His seminal contributions to the technologies of hyrdrocarbons and energy conversion led to the concept of the “methanol economy,” which has the potential of mitigating society’s reliance on fossil fuel sources for energy and materials. Methanol and dimethyl ether, which can be produced from carbon dioxide using renewable sources of energy, are excellent combustion fuels and feedstocks for ethylene and propylene production. The chemistry behind the “methanol economy” is now being commercially developed.
George A. Olah
Robert A. Scholtz
Scholtz, who started the first university research program in ultra-wideband radio, was recognized for “contributions to the fields of ultra-wideband and spread-spectrum communications.”
A member of the Viterbi School faculty since 1963, Scholtz has spent the last decade studying applications of ultra-wideband — brief signal pulses spread over a very wide band of the radio spectrum — for imaging, data transmission and other tasks. His research interests range from spread-spectrum communications, ultra-wideband and impulse radio, synchronization techniques, adaptive arrays and filters to pseudo-noise generators and communication networks.

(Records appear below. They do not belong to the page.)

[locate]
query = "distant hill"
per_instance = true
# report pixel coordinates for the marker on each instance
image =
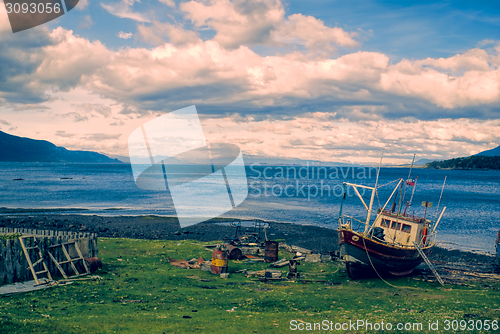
(422, 162)
(473, 162)
(490, 153)
(276, 161)
(20, 149)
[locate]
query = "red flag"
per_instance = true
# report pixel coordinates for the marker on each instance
(410, 182)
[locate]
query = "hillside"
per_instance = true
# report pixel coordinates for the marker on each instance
(491, 153)
(473, 162)
(20, 149)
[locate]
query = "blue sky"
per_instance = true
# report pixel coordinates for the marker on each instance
(281, 78)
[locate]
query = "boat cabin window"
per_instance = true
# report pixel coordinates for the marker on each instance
(396, 225)
(406, 228)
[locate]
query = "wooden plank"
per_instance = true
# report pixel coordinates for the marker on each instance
(57, 264)
(2, 262)
(69, 258)
(16, 258)
(28, 258)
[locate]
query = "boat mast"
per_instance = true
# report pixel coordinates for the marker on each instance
(439, 202)
(403, 194)
(367, 224)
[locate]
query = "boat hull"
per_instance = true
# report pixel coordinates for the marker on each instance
(364, 255)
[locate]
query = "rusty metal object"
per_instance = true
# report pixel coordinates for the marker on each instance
(93, 263)
(233, 253)
(219, 261)
(271, 251)
(292, 269)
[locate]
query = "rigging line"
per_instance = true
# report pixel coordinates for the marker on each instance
(388, 183)
(394, 286)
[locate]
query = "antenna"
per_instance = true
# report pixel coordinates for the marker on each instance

In 2006, the first commercial applications of ultra-wideband technology, for short-range high bandwidth wireless data links were introduced, thanks to his landmark research. Scholtz was also co-recipient that year of the IEEE Eric E. Sumner Award "for pioneering contributions to ultra-wide band communications science and technology."

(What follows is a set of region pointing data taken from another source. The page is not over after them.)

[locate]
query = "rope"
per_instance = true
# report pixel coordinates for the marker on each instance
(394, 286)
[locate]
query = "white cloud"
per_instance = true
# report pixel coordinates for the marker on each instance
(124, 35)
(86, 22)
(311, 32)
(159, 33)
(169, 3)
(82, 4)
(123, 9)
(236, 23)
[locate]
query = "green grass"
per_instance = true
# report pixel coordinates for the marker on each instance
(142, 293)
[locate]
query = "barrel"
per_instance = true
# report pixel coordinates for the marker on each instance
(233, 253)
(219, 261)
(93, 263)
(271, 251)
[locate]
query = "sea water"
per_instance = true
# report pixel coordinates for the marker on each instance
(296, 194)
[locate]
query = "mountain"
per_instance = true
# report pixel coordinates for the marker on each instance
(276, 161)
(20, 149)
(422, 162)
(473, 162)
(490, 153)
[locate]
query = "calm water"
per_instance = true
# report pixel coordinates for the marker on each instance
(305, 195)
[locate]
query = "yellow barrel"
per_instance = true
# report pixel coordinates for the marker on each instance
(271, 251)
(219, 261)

Currently director of a research unit specializing in the field, the USC UltRA Laboratory, Scholtz’s other IEEE honors include the Donald G. Fink Prize Paper Award, IEEE Communications Society’s Leonard G. Abraham and Fred Ellersick Prizes, IEEE Signal Processing Society’s Senior Paper Award, and the IEEE Antennas and Propagation Society’s Sergei A. Shelkunoff Transactions Prize Paper Award.